Jan Paul van Hecke and Micky van de Ven gave Tottenham a timely World Cup snapshot of what Roberto De Zerbi may be building towards. The pair both completed 90 minutes as the Netherlands beat Sweden 5-1 in Houston, with Spurs team-mate Lucas Bergvall appearing for the beaten Swedish side.

For Tottenham, this was more than an international footnote. Van Hecke has only just arrived from Brighton, but the early image of him starting alongside Van de Ven in a dominant Netherlands performance should sharpen one of the biggest questions around De Zerbi’s rebuild: how quickly can Spurs turn a reshaped defence into a reliable platform?

Van Hecke’s first Tottenham week already has substance

Tottenham confirmed Van Hecke’s arrival from Brighton last week, with the club describing him as an experienced Netherlands international on a long-term contract. The centre-back then spoke about the move as a major career moment, but the more useful evidence for Spurs supporters came almost immediately on the pitch.

According to Tottenham’s official match update, Van Hecke and Van de Ven both started and played the full match as the Netherlands went top of Group F. FIFA’s match report credited braces from Brian Brobbey and Cody Gakpo in a 5-1 win that put Ronald Koeman’s side in command of the group.

That matters because Van Hecke has not arrived as an abstract squad addition. ReadTottenham has already covered how Van Hecke signed from Brighton, but this was the first immediate glimpse of him operating in a high-stakes tournament setting while sharing a back line with a player Spurs already know can change the geometry of a defence.

The Van de Ven balance is the real Tottenham intrigue

Van de Ven’s value has always been obvious in open grass. His recovery pace lets Tottenham defend higher than most centre-backs would allow, and that becomes even more valuable under a coach such as De Zerbi, whose teams need centre-backs comfortable defending space behind them as well as passes into them.

Van Hecke offers a different kind of profile. He is not just another body for the defensive depth chart; he is a defender who already understands De Zerbi’s demands from their Brighton connection and is comfortable stepping into possession rather than treating build-up as somebody else’s job.

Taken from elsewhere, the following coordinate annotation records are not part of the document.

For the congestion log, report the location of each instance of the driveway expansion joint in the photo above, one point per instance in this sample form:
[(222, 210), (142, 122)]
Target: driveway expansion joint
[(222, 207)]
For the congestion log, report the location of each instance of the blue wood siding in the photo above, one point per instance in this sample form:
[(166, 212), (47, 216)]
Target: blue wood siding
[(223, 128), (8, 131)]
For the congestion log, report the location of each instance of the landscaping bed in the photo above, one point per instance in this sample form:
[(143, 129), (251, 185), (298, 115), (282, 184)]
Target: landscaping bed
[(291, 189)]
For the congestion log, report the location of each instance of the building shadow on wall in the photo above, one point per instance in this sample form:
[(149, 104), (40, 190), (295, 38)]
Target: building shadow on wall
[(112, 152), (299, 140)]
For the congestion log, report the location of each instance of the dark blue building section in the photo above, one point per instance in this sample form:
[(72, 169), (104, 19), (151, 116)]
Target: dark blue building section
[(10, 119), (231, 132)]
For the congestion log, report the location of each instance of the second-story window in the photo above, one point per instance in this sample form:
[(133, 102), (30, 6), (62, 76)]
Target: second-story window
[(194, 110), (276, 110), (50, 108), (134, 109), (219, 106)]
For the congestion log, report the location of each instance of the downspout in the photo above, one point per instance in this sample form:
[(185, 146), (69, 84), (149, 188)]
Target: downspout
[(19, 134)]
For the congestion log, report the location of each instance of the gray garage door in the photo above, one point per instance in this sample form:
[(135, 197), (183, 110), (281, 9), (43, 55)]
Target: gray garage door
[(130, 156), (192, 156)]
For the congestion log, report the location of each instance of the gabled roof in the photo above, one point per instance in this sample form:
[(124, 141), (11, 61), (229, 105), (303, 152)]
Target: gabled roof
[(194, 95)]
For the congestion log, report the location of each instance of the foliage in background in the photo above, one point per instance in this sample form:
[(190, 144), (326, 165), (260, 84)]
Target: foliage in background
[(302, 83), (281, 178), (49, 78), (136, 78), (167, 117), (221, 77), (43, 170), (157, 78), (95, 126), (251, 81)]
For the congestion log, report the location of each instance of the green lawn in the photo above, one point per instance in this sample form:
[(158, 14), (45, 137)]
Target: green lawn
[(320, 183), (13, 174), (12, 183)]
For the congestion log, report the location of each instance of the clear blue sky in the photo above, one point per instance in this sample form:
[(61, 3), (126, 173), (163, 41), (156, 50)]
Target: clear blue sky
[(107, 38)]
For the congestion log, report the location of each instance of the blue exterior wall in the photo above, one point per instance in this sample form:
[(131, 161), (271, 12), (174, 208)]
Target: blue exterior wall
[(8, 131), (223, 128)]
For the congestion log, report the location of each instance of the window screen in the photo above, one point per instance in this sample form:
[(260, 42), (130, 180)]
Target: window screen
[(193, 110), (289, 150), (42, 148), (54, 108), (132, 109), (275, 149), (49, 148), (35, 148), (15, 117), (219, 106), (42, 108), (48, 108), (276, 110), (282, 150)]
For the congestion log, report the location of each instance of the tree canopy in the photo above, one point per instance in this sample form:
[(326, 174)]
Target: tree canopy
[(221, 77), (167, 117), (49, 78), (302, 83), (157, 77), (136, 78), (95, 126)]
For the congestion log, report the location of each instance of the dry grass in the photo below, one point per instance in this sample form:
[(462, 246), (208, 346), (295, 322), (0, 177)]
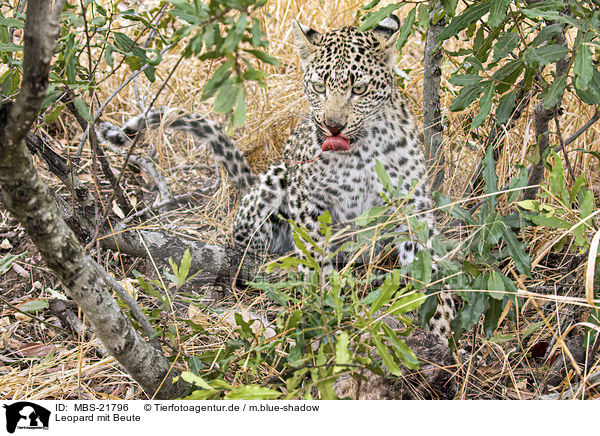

That is why Saturday’s Netherlands result is more revealing than a standard international appearance. The Dutch did not merely survive with two Tottenham defenders in the side. They controlled the scoreboard, carried a 5-1 result, and gave both players a full 90-minute load against a Sweden side featuring Bergvall. For a Spurs squad that has been in churn, shared rhythm at international level is a useful head start.

It also adds context to the wider defensive reshuffle. Tottenham’s pursuit of centre-back balance has been a recurring theme, from the earlier Van Hecke reaction after his Brighton move to the ongoing questions around Luka Vuskovic’s place in the pecking order.

De Zerbi now has options, but also a selection problem

The temptation is to jump straight from one Netherlands win to a Tottenham starting XI, but De Zerbi’s decision will not be that simple. Cristian Romero, Micky van de Ven, Marcos Senesi, Van Hecke and Vuskovic cannot all occupy the same central spaces, and Spurs still need a defensive structure that serves the whole team rather than just the best individuals.

What this performance does offer is a plausible route. Van Hecke can help Tottenham build cleaner from the back, Van de Ven can protect the space when the line pushes up, and their international minutes together remove at least some of the unknown around communication and spacing.

That could become especially important if De Zerbi wants Tottenham to spend longer spells in the opposition half next season. A high line only works if the centre-backs are brave enough to squeeze, quick enough to recover and calm enough to restart attacks under pressure.

For now, the conclusion is measured but encouraging. Van Hecke’s signing already looked like a De Zerbi-specific move. After a 90-minute World Cup statement alongside Van de Ven, it also looks like Tottenham may have seen the first live rehearsal of a partnership that could define the new manager’s defensive plan.